It used to be that Hippies and Beatniks (remember them?) were America’s counter-culture…
“As Christians [in America], our challenge is to go back as close as we can to the Gospel and truly be the church. Increasingly, we’re likely to be a counter-culture. As that happens, we will be the last great defenders of reason, truth and human dignity, with the task of defending [the Faith] not just theoretically…but practically, as the early church did… Our privilege will be to repeat that story in our time.” —Os Guinness (World Magazine interview, June 29, 2013)
Our passports say “Kingdom of Heaven”.
Our culture is Jesus.
We are light in the darkness at noon.
Far out, man.
Democracy makes people rulers, ideologies are their battlefields and votes are their swords—until a real King happens along…
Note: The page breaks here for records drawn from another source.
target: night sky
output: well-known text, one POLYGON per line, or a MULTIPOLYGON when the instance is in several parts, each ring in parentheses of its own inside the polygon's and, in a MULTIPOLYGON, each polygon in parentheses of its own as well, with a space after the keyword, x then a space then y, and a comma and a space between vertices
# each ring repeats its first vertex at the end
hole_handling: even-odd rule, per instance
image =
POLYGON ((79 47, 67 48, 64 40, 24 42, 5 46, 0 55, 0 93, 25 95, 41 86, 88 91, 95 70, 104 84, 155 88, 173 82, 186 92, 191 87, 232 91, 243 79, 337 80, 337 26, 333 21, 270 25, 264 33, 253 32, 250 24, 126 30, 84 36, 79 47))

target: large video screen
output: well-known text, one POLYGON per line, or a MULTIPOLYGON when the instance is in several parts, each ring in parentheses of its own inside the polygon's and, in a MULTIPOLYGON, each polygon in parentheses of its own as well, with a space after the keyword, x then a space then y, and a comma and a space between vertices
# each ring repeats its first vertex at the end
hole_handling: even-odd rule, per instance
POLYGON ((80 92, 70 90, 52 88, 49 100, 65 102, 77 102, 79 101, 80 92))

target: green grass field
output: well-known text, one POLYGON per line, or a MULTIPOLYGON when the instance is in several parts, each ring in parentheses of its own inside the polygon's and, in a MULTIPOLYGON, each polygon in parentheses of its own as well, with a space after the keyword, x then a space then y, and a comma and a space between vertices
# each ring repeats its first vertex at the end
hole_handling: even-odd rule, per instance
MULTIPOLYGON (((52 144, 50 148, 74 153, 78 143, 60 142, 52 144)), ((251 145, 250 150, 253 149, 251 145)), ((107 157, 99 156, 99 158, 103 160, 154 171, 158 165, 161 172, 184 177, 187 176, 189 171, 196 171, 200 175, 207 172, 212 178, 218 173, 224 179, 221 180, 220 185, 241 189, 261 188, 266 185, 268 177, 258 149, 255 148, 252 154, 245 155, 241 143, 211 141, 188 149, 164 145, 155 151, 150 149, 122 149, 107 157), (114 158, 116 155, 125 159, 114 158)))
“As Christians we know that here we have no continuing city—that crowns roll in the dust and every earthly kingdom must sometime flounder, whereas we acknowledge a King men did not crown and cannot dethrone, as we are citizens of a city of God they did not build and cannot destroy. Thus the apostle Paul wrote to the Christians in Rome, living in a society as depraved and dissolute as ours. Their games, like our television, specialized in spectacles of violence and eroticism. Paul exhorted them to be “steadfast, unmovable, always abounding in God’s work,” to concern themselves with the things that are unseen. “For the things which are seen are temporal but the things which are not seen are eternal.” It was in the breakdown of Rome that Christendom was born. Now in the breakdown of Christendom there are the same requirements and the same possibilities to eschew the fantasy of a disintegrating world and seek the reality of what is not seen and eternal, the reality of Christ.” —Malcolm Muggeridge
The King is coming.
There are people in this darkening world who are admired more than others, even when the darkness is great and imposing. They are of little worth to the status quo, yet they shine like stars. They are you.
“If we lived in a state where virtue was profitable, common sense would make us saintly. But since we see that abhorrence, anger, pride and stupidity commonly profit far beyond charity, modesty, justice and thought, perhaps we must stand fast a little—even at the risk of being heroes.” —Sir Thomas More, from the play, “A Man for All Seasons” by Robert Bolt
Stand fast, mighty one of God—be the hero.
“Jesus was surrounded by [religious] men who made criticism their constant occupation while missing their opportunity to help the hurting, the hungry and the oppressed.” —Douglas R. McClean Jr.
In a turbulent world we can complain or we can serve; the first is about my offended sensibilities; the second, compassion for others—like Jesus in His turbulent world.
Complain, and none benefit; serve, and all are blessed.